There are issues here, though. With professional and non-professional websites continually pumping out match reports within minutes of the final whistle, is there really an appetite for reading a narrative report of a match over 15 hours since the game finished? With highlights and commentary readily available on TV and online, these kinds of match reports are surely redundant in the print media in the digital age.
They are, at least, going to be redundant. As generations move on and the young people of today become the main media consumers, the media – as is anticipated – will have to go fully online to survive. Reporting news in newspapers isn’t enough anymore, due to the ever-increasing speed at which information is circulated.
A match report has two primary target audiences: those who weren’t at the game and therefore want a vivid, descriptive account of the match and those who were there but want to relive the experience or fill in missing gaps. Match reports can provide other perspectives and reactions to things that are impossible to either see or analyse effectively from the stands.
By the time newspapers have hit the newsstands, blogs will have given a full run-down of events in the match, Twitter will be a-buzz with everything that happened, news channels will have informed viewers of the major talking points, and television highlights will have been shown, with added comment and discussion too.
So a match report that runs through what happens in a match that everyone has heard about seems slightly behind the times.
Of course, if the report was well-measured and beautifully written, it would still be worth reading, but quite often they’re not. Due to journalists having to file copy minutes after the final whistle, the report is often rushed. This then leads to bland, generic reports, detailing what happened with a few paragraphs running through some context. This information is barely relevant by the time the public flick through their morning paper.
What is needed, then, is more comment pieces. This is the way more newspapers are going now: commenting on and analysing news instead of breaking it. These would be much more valuable to the reader rather than a run-down of a match.
Certain newspapers (The Independent and The Times in particular) have realised this already and now provide analytical pieces on matches – or issues surrounding a game – instead of a report that is merely a sequence of events of something that most people have already seen or heard about.

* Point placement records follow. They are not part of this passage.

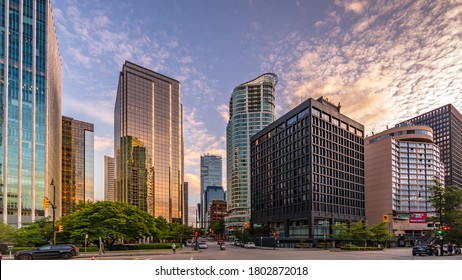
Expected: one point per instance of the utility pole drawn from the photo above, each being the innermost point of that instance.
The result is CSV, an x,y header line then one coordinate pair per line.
x,y
53,206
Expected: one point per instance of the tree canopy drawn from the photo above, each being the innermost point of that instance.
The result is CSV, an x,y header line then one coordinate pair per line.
x,y
111,221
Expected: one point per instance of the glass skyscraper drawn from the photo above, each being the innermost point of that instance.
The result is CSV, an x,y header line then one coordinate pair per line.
x,y
251,108
446,122
109,178
30,111
78,163
148,140
211,175
401,166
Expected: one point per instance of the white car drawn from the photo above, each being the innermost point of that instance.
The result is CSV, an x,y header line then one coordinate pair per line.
x,y
202,245
249,245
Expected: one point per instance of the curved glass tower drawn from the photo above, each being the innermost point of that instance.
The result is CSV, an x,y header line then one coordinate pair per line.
x,y
30,111
251,108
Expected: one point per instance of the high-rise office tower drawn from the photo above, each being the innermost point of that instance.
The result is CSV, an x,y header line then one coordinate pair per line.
x,y
401,166
211,175
218,211
251,108
148,140
77,163
446,123
308,172
30,115
210,194
185,203
109,179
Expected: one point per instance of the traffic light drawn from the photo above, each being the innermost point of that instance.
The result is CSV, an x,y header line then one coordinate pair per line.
x,y
46,202
439,231
386,218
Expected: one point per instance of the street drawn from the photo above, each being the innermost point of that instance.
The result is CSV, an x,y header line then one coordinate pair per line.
x,y
237,253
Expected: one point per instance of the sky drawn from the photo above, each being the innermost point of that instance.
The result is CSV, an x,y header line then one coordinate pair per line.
x,y
384,61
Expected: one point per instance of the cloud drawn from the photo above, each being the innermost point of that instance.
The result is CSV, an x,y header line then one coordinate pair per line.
x,y
355,6
389,63
79,57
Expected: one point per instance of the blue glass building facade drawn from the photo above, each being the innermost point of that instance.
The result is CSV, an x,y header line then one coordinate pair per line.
x,y
30,111
251,108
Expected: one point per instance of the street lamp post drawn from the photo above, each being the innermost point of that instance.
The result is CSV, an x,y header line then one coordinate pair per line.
x,y
53,206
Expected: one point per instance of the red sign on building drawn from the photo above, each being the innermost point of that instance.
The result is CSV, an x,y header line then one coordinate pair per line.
x,y
417,217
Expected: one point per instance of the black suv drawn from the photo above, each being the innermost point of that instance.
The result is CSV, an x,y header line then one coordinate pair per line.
x,y
421,249
58,251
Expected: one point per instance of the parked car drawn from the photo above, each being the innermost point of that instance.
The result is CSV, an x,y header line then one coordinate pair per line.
x,y
58,251
202,245
249,245
422,249
457,250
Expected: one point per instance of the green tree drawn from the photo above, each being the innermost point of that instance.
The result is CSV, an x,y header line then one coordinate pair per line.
x,y
112,221
342,232
360,232
380,232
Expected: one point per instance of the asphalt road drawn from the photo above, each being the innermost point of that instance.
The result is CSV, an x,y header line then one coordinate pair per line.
x,y
213,252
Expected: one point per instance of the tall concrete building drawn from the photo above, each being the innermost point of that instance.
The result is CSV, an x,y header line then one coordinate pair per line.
x,y
30,115
217,211
212,193
211,176
446,123
251,108
307,173
77,163
148,140
401,166
186,203
109,179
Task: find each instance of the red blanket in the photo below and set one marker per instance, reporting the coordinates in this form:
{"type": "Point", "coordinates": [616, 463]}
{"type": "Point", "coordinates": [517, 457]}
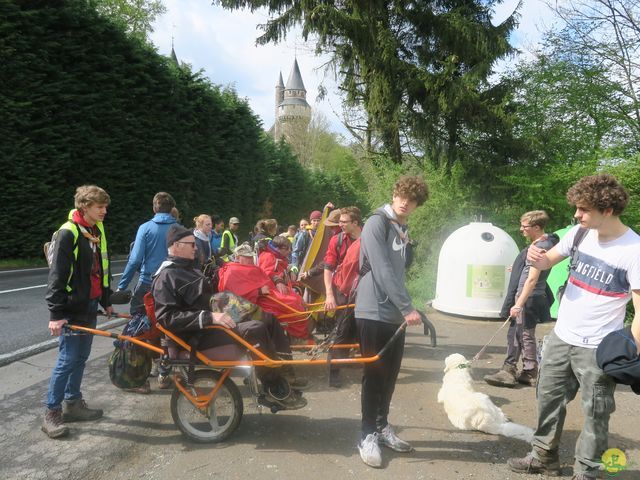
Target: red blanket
{"type": "Point", "coordinates": [247, 280]}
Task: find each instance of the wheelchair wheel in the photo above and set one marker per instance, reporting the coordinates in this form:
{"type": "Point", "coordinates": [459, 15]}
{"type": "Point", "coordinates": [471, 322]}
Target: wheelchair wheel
{"type": "Point", "coordinates": [214, 423]}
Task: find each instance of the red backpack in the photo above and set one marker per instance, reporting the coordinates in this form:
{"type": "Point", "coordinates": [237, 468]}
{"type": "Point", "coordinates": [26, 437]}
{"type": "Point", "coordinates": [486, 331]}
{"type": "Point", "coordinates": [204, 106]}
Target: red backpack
{"type": "Point", "coordinates": [346, 275]}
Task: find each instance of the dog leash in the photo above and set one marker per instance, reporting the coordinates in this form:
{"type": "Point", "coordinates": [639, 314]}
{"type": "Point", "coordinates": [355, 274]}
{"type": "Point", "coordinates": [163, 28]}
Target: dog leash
{"type": "Point", "coordinates": [478, 355]}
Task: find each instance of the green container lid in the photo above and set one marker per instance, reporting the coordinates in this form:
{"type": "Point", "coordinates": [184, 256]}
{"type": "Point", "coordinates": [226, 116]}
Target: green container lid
{"type": "Point", "coordinates": [559, 274]}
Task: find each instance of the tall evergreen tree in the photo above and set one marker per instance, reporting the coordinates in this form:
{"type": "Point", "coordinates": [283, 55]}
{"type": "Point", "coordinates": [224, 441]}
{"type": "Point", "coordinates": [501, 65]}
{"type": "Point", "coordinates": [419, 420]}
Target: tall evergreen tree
{"type": "Point", "coordinates": [419, 69]}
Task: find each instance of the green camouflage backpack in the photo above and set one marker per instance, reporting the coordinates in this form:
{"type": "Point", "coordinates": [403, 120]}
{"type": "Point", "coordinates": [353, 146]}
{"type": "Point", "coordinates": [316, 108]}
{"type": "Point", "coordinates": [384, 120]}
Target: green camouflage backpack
{"type": "Point", "coordinates": [129, 365]}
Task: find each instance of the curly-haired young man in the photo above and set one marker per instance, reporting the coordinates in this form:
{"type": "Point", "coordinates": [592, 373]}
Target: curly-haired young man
{"type": "Point", "coordinates": [382, 305]}
{"type": "Point", "coordinates": [605, 275]}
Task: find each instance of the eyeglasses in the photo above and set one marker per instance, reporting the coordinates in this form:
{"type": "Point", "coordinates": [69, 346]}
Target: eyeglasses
{"type": "Point", "coordinates": [193, 244]}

Of course, many readers still enjoy match reports – not everyone is privy to Twitter, or the multitude of blogs out there, or even highlight shows – so match reports shouldn’t be merely killed off straight away.
But that generation of non-digital media consumers will disappear soon enough. In ten to twenty years time, everyone will be tweeting, everyone will be getting information instantly, not waiting until the next morning to visit their local newsagents.
Newspapers need to prepare for that. The end of the narrative-based match report needs to be nigh.